Visitors at the Moody Gardens Rainforest Pyramid in Texas had the chance to see the Giant Corpse Flower, scientifically known as Amorphophallus titanum, which translates to "misshapen giant penis" bloom for the fifth time.

Named as Morticia, the extraordinary flower native in Sumatra, Indonesia first bloomed in cultivation in Moody Gardens in 2012. Officials were expecting Morticia to bloom Friday the 13th, but it was delayed for a day.

One of the world's largest and rarest flowering structures, the corpse flower is a plant that favors high heat and humidity.

It emits a pungent smell similar to rotting meat or, aptly, a decaying corpse.

While it is despicable for human's sense of smell, it is attractive for beetles and other insects.
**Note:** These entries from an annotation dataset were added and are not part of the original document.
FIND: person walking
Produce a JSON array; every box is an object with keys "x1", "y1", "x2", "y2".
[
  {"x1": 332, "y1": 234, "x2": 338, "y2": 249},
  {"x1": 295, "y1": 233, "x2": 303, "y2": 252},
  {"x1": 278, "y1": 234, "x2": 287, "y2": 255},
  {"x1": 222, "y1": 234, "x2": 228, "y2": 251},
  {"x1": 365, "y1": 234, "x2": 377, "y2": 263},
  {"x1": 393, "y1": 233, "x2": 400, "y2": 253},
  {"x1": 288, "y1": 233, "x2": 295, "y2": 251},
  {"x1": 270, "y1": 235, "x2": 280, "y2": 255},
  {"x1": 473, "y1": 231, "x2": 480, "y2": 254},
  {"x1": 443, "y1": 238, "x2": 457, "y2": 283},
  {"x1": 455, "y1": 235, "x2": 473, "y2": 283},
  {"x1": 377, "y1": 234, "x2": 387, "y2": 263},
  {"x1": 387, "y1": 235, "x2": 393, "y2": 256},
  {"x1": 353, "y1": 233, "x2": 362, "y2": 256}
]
As explained by Mo Fayyaz, the greenhouse and garden director at the University of Wisconsin's department of botany, its smell is appetizing for insects.

"It makes them think there's rotten meat somewhere to lay their eggs, and then that helps the corpse flower to get pollinated," he told National Geographic.

It's smell do not just come from a single molecule which is why the pungent smell varies - from rotting fish to terrible sock smell.

The corpse flower, which can reach more than 10 feet in height usually begins to wilt within 12 hours. But some blooms for 2 to 4 days.

As per 9 News, some plants may not bloom again for another seven to 10 years while others may bloom every two to three years.

Aside from Texas, London, Australia and Massachusetts also have these.

There are about 100 recorded cultivated corpse flowers around the world. They are at present considered as "vulnerable" plant species.